To be fair: yes, I understand that he's supposedly never seen a woman before in his life.


----------



## SiegendesLicht (Mar 4, 2012)

Mahlerian said:


> Siegfried takes off Brunhilde's armor.
> 
> "That's no man!"
> 
> To be fair: yes, I understand that he's supposedly never seen a woman before in his life.


Besides, not very many women ever wear armor.


----------



## elgar's ghost (Aug 8, 2010)

One I notice that crops up quite often is "he/she is dead!" - perhaps not stupid as such but those three words are often uttered or exclaimed even when it's obvious that the unlucky one couldn't be anything but.


----------



## mamascarlatti (Sep 23, 2009)

elgars ghost said:


> One I notice that crops up quite often is "he/she is dead!" - perhaps not stupid as such but those three words are often uttered or exclaimed even when it's obvious that the unlucky one couldn't be anything but.

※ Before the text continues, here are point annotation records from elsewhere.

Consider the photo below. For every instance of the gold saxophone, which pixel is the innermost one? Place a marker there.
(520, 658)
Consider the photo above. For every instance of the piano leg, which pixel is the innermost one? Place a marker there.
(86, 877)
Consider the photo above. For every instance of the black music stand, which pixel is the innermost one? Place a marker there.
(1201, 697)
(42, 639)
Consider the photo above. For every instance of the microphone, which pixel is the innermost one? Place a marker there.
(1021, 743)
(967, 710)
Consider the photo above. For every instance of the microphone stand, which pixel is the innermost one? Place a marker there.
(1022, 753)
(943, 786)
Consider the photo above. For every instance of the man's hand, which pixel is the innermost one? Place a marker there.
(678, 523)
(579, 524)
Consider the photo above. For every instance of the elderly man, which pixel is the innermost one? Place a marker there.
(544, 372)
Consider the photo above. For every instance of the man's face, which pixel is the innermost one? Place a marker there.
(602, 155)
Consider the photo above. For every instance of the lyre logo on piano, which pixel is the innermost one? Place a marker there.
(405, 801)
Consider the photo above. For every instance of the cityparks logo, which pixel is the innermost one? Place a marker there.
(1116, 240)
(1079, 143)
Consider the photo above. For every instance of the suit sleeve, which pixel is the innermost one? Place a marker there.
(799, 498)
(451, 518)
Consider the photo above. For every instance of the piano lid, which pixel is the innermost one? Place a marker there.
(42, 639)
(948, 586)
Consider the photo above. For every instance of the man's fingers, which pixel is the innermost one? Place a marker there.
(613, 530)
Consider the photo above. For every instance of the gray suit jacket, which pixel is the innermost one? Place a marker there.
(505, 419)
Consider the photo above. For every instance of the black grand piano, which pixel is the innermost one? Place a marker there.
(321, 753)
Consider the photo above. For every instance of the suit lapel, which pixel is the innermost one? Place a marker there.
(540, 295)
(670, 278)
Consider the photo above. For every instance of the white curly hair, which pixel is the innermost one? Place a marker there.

It's just to reassure the audience that he/she is not going to pop up YET AGAIN and sing for another 10 minutes.


----------



## Cavaradossi (Aug 2, 2012)

Speaking of Rigoletto: the part where fifty men are creeping down the streets of Mantua singing a jaunty chorus of "zitti zitti". I think that happens in Ernani and a few others too.


----------



## deggial (Jan 20, 2013)

^ I honestly think that when in doubt about how to go on, Verdi would just whip out a chorus


----------



## Barelytenor (Nov 19, 2011)

Mahlerian said:


> Siegfried takes off Brunhilde's armor.
> 
> "That's no man!"
> 
> To be fair: yes, I understand that he's supposedly never seen a woman before in his life.


But he still comes off as pretty much of a ... wait for it ... boob.


----------



## Cavaradossi (Aug 2, 2012)

Was reminded of a few more this week (sorry Verdi):

After arriving home from a bad day at the office and fretting at length about his daughter's safety and innocence, why does Rigoletto then immediately turn around and leave her alone in the house?

And in Don Carlo, when everyone shrinks with horror and refers to Elisabetta as Don Carlo's _madre_. At best, she is his hot young stepmother.


----------



## mamascarlatti (Sep 23, 2009)

Cavaradossi said:


> And in Don Carlo, when everyone shrinks with horror and refers to Elisabetta as Don Carlo's _madre_. At best, she is his hot young stepmother.


Yes I always think Philip is a creepy old cradle-snatcher with a short memory when he moans on about Elisabetta not loving him.

Hellooo! She was supposed to marry your son - remember?


----------



## sharik (Jan 23, 2013)

Mahlerian said:


> Siegfried takes off Brunhilde's armor. "That's no man!"





SiegendesLicht said:


> Besides, not very many women ever wear armor.


i too see nothing wrong with that scene because back in those times it was unusual for a woman to be dressed like a man.


----------